Articles/Essays – Volume 28, No. 2

Saturday: One Version (Fourth Week of an Unidentified Illness)

Tired of enclosure, I sit near what view 
of trees and sky my house will give. 
Across the back fence, my neighbor 
who can hardly walk 
lowers herself painfully to a white deck chair.
She closes her eyes, turns her thin face 
toward the sun, and is still. 
From my glass doors, why do I feel 
an unwilling seer? 
So often beauty and pain are too equal a mix.
Our fears and sorrows leak out, 
deposit on the memories of others, 
negatives that may or may not come to light.
And what does the past teach us 
but to see the future already bearing 
such layers. 

I hear my youngest son drop his bike 
and come in from piano lessons, 
stop at the fridge—his next hours 
beginning to take shape in the sky of his mind.
Perhaps he is already surrounded 
by the scent of his treehouse— 
redwood above raspberries. 
Or perhaps he is simply standing up straight
against his mother’s daily fevers 
and the mid-life glooms I hoped were hidden.

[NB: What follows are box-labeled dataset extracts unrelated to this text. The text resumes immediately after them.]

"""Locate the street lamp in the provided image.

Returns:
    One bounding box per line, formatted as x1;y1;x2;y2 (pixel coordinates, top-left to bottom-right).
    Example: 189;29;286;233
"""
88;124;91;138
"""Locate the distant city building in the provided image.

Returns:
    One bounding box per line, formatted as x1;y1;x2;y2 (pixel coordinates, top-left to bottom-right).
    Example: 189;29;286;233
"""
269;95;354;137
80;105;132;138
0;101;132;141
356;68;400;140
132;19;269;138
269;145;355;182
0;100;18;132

And why do I feel the need 
to make up an ending to my neighbor’s day—
that image of her struggle into the chair
demanding something. . . . 
A flock of birds lifts, 
as if one body, from the birch: 
my son is in the treehouse. 
I want suddenly to join him, but 
excuses are necessary—brownies, 
the mail, maybe some word 
from his siblings who left him stranded here
while they finish college and their lives. 

Strange, how all the years of planning and doing
have led to a moment that seems pre-filmed.
The woman next door still lies in the spring sun,
not moving. I slide open the door and listen—
legs like paper. . . .
And I see myself from my neighbor’s view:
in a shuttered light, ready to step out.